I think a better option would be a fee that is triggered off a pattern of undesirable trading patterns over a extended time period (perhaps a year). IE brokerages that has a high percentage of short term trades gets a extra fee, along with customers and funds that do the same. Not preventing a single (or a few) actions.
> you have to hold on to them for a minimum of a week or a month
In general I think that would make momentum stocks much worse, more bubbles and crashes. IE if a stock takes off going up, you will create a bubble anytime you lock out very many sellers.
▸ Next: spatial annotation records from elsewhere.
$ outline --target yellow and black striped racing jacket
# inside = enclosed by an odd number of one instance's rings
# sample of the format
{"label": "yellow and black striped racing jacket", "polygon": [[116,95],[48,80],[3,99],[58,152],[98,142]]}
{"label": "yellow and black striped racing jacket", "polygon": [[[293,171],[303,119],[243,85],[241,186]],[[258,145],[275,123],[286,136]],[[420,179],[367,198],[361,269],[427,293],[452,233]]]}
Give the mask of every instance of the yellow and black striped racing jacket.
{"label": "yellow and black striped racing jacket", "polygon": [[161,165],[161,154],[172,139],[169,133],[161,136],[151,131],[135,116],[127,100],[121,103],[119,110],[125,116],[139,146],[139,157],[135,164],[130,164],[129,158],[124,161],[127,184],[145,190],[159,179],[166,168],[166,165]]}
Also locking out sellers in one often locks out buyers in another stock, thus creating more market volatility, as well.
For example as a fundamentals trader I look at a industry that looks promising, and find individual stocks and place a value on it, then look for stocks to give me a chance at a desired return, but expect half of that. For example I might decide I like ag-equipment, and put a values on Cat for $90 and Deere for $85. I buy the one at a better value, if I buy cat at 8am for $85, it is at $90 later in the day, and deere drops to $80 that same day, despite planning to hold cat stock for 2 years to get 10% return, I would take the 5% today in Cat (preventing a price bubble) and instead buy the new better value (Deere in this case.) The point of the market is to keep valuations in check (not too high or too low), so preventing me from selling the Cat stock, and buying the Deere stock hurts the market arbitrage. For example I have had an entire year not selling a single stock, and I have had days where I bought and sold several stocks the same day multiple times. Encouraging people to hold a stock (or houses, businesses...) despite it being overvalued, causes more problems than HFT.